Anyway, a typical portion of Space Beagle follows a set pattern. Scientists encounter some fearsome looking, clearly dangerous creature. “Let’s take it aboard for study!” Oddly, few if any offer reservations about this. Said creature goes on a rampage in the ship while scientists grimace and mutter. Dr. Korita, after a grueling and intense period of study lasting about five minutes, pronounces which stage of Cyclic History the alien is in. (“Clearly, he is a peasant and only cares about reproduction and territorial expansion.”) This gives Grosvenor, the super genius Nexialist, the clues needed to defeat the creature. His ideas are inevitably one step further than people want to take, so he has to use extraordinary measures to get his point across. (“Let’s fire atomic death rays and hope everyone ducks in time.”) Scientific Man triumphs, rinse and repeat.

At times it was hard to take this seriously. At one point, Grosvenor actually said something to the effect of, “Yes, I can use my superior intellect and powers to take over the entire ship. Fortunately, I have a strict code of ethics which prevents me from hypnotizing the entire crew to do my will, unless I really think it’s necessary.” GREAT, THANK YOU FOR YOUR MORALS, SUPER SCIENCE DUDE. Also, it was not distracting at all that everyone referred to one cat-like creature as “Pussy” and went around shooting guns called “vibrators” and ummm, errr, say, it’s lovely weather we’re having this week, wouldn’t you agree?

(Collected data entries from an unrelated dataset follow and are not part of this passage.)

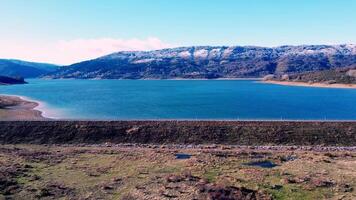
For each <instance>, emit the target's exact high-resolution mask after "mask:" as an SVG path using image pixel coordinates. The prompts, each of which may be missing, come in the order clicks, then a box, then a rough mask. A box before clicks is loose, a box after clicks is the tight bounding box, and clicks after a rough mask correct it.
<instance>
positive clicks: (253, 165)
mask: <svg viewBox="0 0 356 200" xmlns="http://www.w3.org/2000/svg"><path fill="white" fill-rule="evenodd" d="M244 165H247V166H256V167H262V168H273V167H277V166H278V165H277V164H275V163H273V162H271V161H267V160H265V161H257V162H249V163H245V164H244Z"/></svg>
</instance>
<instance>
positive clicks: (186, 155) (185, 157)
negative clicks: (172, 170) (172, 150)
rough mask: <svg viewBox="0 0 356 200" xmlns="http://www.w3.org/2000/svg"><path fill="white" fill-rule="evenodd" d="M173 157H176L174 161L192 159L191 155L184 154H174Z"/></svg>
mask: <svg viewBox="0 0 356 200" xmlns="http://www.w3.org/2000/svg"><path fill="white" fill-rule="evenodd" d="M174 155H175V156H176V159H189V158H190V157H192V155H190V154H185V153H176V154H174Z"/></svg>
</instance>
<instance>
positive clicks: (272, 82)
mask: <svg viewBox="0 0 356 200" xmlns="http://www.w3.org/2000/svg"><path fill="white" fill-rule="evenodd" d="M262 82H263V83H270V84H276V85H287V86H302V87H319V88H346V89H356V84H339V83H336V84H326V83H305V82H292V81H262Z"/></svg>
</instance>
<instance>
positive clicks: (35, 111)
mask: <svg viewBox="0 0 356 200" xmlns="http://www.w3.org/2000/svg"><path fill="white" fill-rule="evenodd" d="M39 105H40V104H39V103H38V102H34V101H29V100H25V99H23V98H21V97H18V96H3V95H0V120H1V121H4V120H10V121H11V120H46V119H47V118H45V117H44V116H43V113H42V111H40V110H37V109H36V108H37V107H38V106H39Z"/></svg>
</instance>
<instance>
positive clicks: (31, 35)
mask: <svg viewBox="0 0 356 200" xmlns="http://www.w3.org/2000/svg"><path fill="white" fill-rule="evenodd" d="M0 27H1V28H0V58H12V59H22V60H28V61H36V62H48V63H55V64H61V65H67V64H72V63H75V62H79V61H82V60H87V59H94V58H96V57H99V56H102V55H106V54H109V53H112V52H116V51H123V50H129V51H130V50H155V49H162V48H170V47H178V46H193V45H194V46H196V45H214V46H220V45H222V46H230V45H242V46H245V45H254V46H267V47H273V46H280V45H303V44H356V0H0Z"/></svg>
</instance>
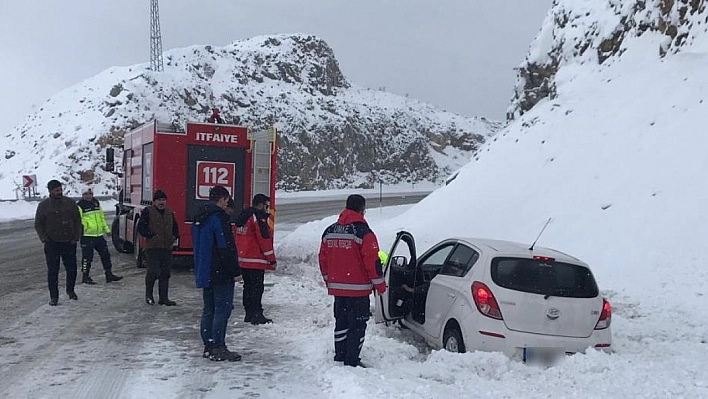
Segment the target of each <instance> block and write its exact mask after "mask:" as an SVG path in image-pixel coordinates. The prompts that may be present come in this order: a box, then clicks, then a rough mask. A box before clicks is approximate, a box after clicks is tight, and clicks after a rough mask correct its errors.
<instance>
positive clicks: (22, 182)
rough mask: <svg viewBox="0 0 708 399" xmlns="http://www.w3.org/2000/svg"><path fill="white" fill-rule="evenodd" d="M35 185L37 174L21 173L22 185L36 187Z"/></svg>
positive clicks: (31, 186)
mask: <svg viewBox="0 0 708 399" xmlns="http://www.w3.org/2000/svg"><path fill="white" fill-rule="evenodd" d="M36 186H37V176H35V175H22V187H23V188H29V187H36Z"/></svg>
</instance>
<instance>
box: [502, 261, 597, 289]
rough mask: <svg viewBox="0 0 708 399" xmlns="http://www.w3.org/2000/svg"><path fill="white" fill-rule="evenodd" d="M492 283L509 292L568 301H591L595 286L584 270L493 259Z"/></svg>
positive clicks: (551, 262) (589, 277)
mask: <svg viewBox="0 0 708 399" xmlns="http://www.w3.org/2000/svg"><path fill="white" fill-rule="evenodd" d="M492 280H493V281H494V283H495V284H497V285H498V286H500V287H504V288H508V289H510V290H515V291H521V292H529V293H532V294H542V295H546V296H547V297H548V296H560V297H569V298H594V297H596V296H597V295H598V290H597V284H596V283H595V279H594V278H593V276H592V273H591V272H590V269H588V268H587V267H584V266H579V265H573V264H570V263H563V262H556V261H544V260H536V259H527V258H494V259H493V260H492Z"/></svg>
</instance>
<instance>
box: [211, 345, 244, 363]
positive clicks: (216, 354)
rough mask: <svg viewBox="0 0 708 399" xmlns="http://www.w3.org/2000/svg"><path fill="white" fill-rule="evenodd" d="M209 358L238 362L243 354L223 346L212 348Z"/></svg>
mask: <svg viewBox="0 0 708 399" xmlns="http://www.w3.org/2000/svg"><path fill="white" fill-rule="evenodd" d="M209 360H211V361H214V362H223V361H224V360H227V361H229V362H238V361H239V360H241V355H239V354H238V353H236V352H231V351H230V350H228V349H226V347H225V346H222V347H220V348H212V350H211V352H210V354H209Z"/></svg>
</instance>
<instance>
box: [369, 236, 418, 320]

The further I get into this review, the sillier things become. I should say that, at the time, I was reading quite credulously and enjoying myself. “Black Destroyer” in particular is a well-crafted bit of SF scariness. On reflection though, I’m starting to see the strings holding up the cardboard planets and plastic rockets, so to speak. Warts aside, Space Beagle is a worthy piece of SF history and fun on its own terms. Probably best not to think too deeply about it though.